Face aux doutes, le gouvernement a vite fait de brandir la Loi Climat et Résilience, promulguée en août et suffisante, selon lui, pour corriger ces mésaventures comptables. Pourtant, plusieurs études affirment le contraire, tant celle commandée par l’État que celle réalisée à l’initiative de plusieurs ONG. Au point que la justice française a fini par siffler la faute. Une première fois en février, dans le cadre de l’Affaire du siècle, une procédure menée par quatre ONG et soutenue par plus de deux millions de Français. Le tribunal administratif de Paris a alors jugé l’État responsable de « manquements » ayant menés à « l’aggravation du dommage environnemental lié au changement climatique » . Quelques mois plus tard, le même tribunal l’a condamné à réparer ce « préjudice écologique » avant la fin 2022. En juillet, c’est le Conseil d’État, sollicité par la commune littorale de Grande-Synthe (Nord), menacée par la hausse du niveau de la mer, qui a enjoint au Premier ministre de prendre, avant mars 2022, des mesures supplémentaires pour rejoindre une trajectoire émissive plus vertueuse.

La volonté politique en question

Pour Anne Bringault, coordinatrice des programmes au Réseau Action Climat (RAC), cela met « une obligation sacrément plus rude » sur les épaules de la France. « Il y a toujours eu des objectifs dans les lois, comme la part de l’agriculture biologique ou du fret. Elles n’étaient jamais atteintes mais il ne se passait rien. C’est la première fois où l’on dit : les objectifs doivent être tenus. » Le point positif, relève l’experte, est que « techniquement, c’est tout à fait faisable avec les technologies qu’on a, si on a la volonté politique de le faire ». Mais le veut-on assez fort ? Le gouvernement tend à se reposer sur les lauriers hexagonaux, arguant que la France est l’un des pays industrialisés les plus sobres en matière d’émissions de CO2 par habitant, loin derrière les États-Unis, la Chine ou même l’Allemagne. Cet avantage incontestable, elle le doit à son engagement historique pour l’énergie nucléaire, né dans les années 1970 afin de réduire sa dépendance aux importations pétrolières.

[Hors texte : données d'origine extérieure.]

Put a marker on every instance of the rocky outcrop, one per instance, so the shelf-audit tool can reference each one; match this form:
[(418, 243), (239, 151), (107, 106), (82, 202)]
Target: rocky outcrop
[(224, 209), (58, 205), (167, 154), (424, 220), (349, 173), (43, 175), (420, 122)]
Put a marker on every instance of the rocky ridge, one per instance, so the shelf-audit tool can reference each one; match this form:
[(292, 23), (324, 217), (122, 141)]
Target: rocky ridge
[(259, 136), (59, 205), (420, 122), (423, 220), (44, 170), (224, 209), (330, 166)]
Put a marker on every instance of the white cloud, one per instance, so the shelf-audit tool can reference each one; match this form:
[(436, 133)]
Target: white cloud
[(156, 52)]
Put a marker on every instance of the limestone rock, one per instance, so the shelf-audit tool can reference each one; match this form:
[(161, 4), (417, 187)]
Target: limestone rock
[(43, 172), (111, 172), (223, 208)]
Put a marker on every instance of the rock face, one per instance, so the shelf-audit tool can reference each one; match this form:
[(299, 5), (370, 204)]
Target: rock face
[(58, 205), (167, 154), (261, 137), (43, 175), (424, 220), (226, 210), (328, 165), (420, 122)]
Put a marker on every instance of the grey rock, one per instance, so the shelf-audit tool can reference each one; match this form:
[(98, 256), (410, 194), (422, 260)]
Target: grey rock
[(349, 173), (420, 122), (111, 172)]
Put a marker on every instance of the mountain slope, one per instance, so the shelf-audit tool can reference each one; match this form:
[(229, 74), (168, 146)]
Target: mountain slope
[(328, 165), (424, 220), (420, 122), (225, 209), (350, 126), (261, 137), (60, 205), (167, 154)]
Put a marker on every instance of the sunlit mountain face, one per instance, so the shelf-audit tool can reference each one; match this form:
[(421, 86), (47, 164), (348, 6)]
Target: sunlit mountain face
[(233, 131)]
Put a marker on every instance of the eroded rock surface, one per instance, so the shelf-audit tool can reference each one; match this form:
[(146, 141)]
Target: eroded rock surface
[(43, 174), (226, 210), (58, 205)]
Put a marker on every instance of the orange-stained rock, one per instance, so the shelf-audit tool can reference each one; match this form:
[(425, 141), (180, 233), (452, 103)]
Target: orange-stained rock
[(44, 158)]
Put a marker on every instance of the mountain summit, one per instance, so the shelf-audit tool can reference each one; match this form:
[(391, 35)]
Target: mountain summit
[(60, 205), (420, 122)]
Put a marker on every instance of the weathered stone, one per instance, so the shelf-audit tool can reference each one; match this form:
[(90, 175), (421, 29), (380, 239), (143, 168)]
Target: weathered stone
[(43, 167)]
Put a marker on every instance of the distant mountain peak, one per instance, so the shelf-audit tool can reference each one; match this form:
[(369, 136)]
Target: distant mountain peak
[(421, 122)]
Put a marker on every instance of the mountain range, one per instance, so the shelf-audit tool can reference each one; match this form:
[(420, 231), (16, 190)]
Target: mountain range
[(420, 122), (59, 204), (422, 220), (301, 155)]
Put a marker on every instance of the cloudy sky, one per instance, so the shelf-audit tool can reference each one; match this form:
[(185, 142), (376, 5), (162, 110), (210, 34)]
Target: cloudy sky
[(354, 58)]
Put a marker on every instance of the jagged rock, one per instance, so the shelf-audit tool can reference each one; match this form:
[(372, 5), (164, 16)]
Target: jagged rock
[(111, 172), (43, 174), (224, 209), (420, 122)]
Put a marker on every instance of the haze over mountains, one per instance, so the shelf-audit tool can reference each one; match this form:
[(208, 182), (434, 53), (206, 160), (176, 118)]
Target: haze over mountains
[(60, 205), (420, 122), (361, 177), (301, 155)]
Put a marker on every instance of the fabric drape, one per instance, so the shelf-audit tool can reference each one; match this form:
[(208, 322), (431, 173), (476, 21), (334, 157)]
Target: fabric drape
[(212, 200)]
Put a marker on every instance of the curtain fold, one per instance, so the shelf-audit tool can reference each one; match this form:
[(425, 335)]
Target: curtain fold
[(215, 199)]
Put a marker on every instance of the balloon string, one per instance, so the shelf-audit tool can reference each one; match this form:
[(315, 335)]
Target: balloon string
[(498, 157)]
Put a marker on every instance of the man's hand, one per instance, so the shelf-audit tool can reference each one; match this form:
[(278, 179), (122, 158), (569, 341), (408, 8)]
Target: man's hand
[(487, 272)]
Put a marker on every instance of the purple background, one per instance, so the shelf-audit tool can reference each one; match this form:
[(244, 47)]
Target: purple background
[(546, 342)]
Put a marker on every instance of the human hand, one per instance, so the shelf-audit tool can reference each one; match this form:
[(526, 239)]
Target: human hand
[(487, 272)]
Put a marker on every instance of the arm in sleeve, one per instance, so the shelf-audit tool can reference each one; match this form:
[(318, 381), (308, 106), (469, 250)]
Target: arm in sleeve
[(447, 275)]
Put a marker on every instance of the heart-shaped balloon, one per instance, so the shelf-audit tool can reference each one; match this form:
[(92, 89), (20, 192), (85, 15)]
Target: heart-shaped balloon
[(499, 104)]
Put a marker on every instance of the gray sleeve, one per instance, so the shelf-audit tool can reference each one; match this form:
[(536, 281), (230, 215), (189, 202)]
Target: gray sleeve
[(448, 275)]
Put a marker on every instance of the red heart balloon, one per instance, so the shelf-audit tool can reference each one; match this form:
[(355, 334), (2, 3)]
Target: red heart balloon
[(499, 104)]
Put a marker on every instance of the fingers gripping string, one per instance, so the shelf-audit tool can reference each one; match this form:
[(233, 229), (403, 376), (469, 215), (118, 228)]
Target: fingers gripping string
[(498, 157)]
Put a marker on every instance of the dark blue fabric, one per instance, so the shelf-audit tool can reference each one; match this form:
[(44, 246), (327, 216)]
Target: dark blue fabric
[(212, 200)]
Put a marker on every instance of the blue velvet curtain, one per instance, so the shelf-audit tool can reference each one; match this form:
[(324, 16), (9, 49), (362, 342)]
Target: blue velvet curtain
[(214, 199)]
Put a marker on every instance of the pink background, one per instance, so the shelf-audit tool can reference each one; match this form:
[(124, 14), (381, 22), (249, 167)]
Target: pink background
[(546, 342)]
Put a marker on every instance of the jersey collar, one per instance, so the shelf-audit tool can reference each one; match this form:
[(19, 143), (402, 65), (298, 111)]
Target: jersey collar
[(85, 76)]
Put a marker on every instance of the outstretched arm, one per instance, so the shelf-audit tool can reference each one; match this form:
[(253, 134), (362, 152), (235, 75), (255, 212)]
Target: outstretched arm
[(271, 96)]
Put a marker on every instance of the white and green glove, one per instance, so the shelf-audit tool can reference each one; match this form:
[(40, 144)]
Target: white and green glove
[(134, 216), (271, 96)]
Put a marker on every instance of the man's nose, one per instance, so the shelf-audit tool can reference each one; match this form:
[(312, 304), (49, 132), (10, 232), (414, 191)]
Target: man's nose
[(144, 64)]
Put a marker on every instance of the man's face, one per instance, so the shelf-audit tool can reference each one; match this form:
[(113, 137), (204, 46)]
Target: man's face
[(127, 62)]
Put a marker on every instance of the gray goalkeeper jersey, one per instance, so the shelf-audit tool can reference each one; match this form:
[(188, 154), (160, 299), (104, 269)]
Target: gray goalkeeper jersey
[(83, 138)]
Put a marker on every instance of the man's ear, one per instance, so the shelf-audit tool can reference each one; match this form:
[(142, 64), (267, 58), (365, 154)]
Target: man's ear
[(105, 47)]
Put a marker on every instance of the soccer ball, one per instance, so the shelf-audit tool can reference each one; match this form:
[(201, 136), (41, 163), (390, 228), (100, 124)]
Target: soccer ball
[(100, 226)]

Si notre électricité est décarbonée à 90 % grâce aux énergies nucléaire et hydraulique, deux tiers de nos besoins en énergie restent toutefois assurés par des énergies fossiles. C’est notamment le cas des transports, dépendants du pétrole à plus de 90 %. Ce que les politiques négligent un peu vite, c’est la contribution historique de la France au changement climatique. Elle pointe ainsi à la 12e place du classement des pays qui, cumulativement, ont le plus émis de CO2 depuis 1850. Une responsabilité accrue qui pourrait – devrait ? – l’inciter à aller plus loin, plus vite. Comme les Suédois ou les Allemands qui se sont engagés à une neutralité carbone dès 2040 et 2045. Le problème, relève Andreas Rüdinger, c’est « l’immaturité du débat politique » : « on nous vend sans cesse des solutions qui n’en sont pas » . Dernier exemple en date, le plan de relance France 2030, doté de 30 milliards d’euros : il va servir à « financer les nouvelles technologies et des mini-réacteurs nucléaires, mais personne ne pense à l’innovation dans le secteur du bâtiment, parce que ça ne brille pas assez, alors que c’est essentiel ».